LLMs Keep Writing the Same Metaphors. A Startup Is Trying to Fix That.
Ask 25 language models to write a metaphor about time. Most will say time is a river. Some will call it a weaver. Researchers tested exactly this, publishing a November 2024 paper called "Artificial Hivemind: The Open-Ended Homogeneity of Language Models (and Beyond)." It won best paper at NeurIPS.
What the Research Found
The study ran 25 LLMs through 50 prompts each, covering top US commercial models and open-source Chinese models. Of 1,250 responses, most converged on similar metaphors. Different companies, different training data, same rivers and weavers.

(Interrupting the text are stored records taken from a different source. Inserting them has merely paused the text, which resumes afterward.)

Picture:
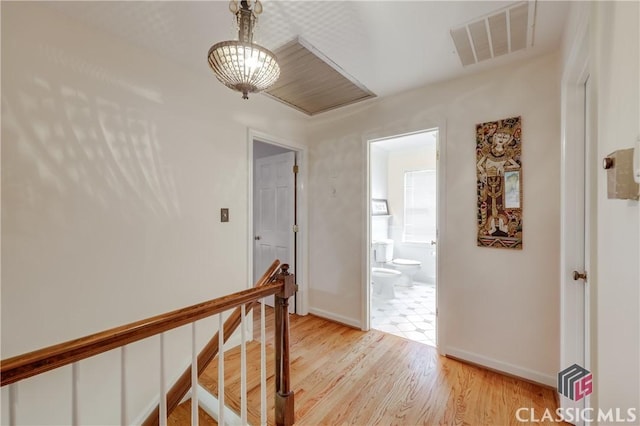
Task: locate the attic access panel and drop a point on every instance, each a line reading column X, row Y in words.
column 312, row 83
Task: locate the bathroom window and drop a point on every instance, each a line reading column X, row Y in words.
column 419, row 206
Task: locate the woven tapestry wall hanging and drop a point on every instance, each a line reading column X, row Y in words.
column 499, row 174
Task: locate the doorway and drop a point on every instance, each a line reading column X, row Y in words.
column 403, row 235
column 277, row 211
column 578, row 223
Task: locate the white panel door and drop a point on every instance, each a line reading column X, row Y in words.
column 274, row 212
column 576, row 240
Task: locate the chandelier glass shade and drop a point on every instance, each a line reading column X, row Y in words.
column 243, row 65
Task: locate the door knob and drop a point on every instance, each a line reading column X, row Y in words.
column 579, row 275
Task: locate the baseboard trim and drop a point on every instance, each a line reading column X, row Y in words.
column 335, row 317
column 210, row 405
column 501, row 367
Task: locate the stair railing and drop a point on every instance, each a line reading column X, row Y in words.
column 275, row 281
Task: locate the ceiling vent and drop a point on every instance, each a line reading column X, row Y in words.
column 505, row 31
column 312, row 83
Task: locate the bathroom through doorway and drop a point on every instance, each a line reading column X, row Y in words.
column 402, row 240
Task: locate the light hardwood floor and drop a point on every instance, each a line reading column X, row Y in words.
column 343, row 376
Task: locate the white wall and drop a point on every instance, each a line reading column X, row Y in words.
column 423, row 158
column 615, row 49
column 497, row 307
column 379, row 172
column 115, row 163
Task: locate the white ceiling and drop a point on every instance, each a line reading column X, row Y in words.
column 389, row 46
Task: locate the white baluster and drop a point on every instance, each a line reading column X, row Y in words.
column 243, row 367
column 263, row 367
column 13, row 403
column 220, row 370
column 162, row 412
column 123, row 386
column 194, row 377
column 74, row 394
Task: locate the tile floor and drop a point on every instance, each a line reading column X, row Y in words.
column 410, row 315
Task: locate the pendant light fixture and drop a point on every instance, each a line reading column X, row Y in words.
column 243, row 65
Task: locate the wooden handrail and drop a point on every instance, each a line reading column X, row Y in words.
column 33, row 363
column 208, row 353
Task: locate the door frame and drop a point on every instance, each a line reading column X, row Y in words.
column 302, row 305
column 440, row 125
column 578, row 142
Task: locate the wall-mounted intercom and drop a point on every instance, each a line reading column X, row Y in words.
column 621, row 183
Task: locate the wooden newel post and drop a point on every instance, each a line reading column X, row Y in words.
column 285, row 414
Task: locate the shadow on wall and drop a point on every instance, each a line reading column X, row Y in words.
column 58, row 138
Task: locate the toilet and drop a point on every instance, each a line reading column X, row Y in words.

The obvious workaround is raising temperature, the parameter that controls output randomness. The problem: dialing it to maximum on OpenAI models caused responses to switch from English to code mid-sentence. More randomness globally produces incoherence, not variety.
What Springboards Built
Australian startup Springboards took a more targeted approach. Their model Flint, built on Alibaba's open-source Qwen 3, does not add randomness uniformly. It identifies specific positions in an output where variety is appropriate, then inserts randomness only at those points. The rest stays coherent.
Flint sits alongside ChatGPT and Claude as an alternative model option in the Springboards tool. The company describes it as a prototype aimed at advertising and marketing professionals.
Where This Stands
The homogeneity problem is documented. A NeurIPS best paper is about as validated as AI research gets. The targeted-injection approach is at least theoretically coherent: if global randomness causes incoherence, local randomness at the right token positions might not.
Whether it generalizes beyond ad copy is an open question. Advertising and marketing is a reasonable testbed. Users in that space care about output variety in ways that make failure obvious quickly.
One possibility is that "varied" and "better" end up being the same thing in creative work but diverge in technical contexts. Someone will write that NeurIPS paper eventually.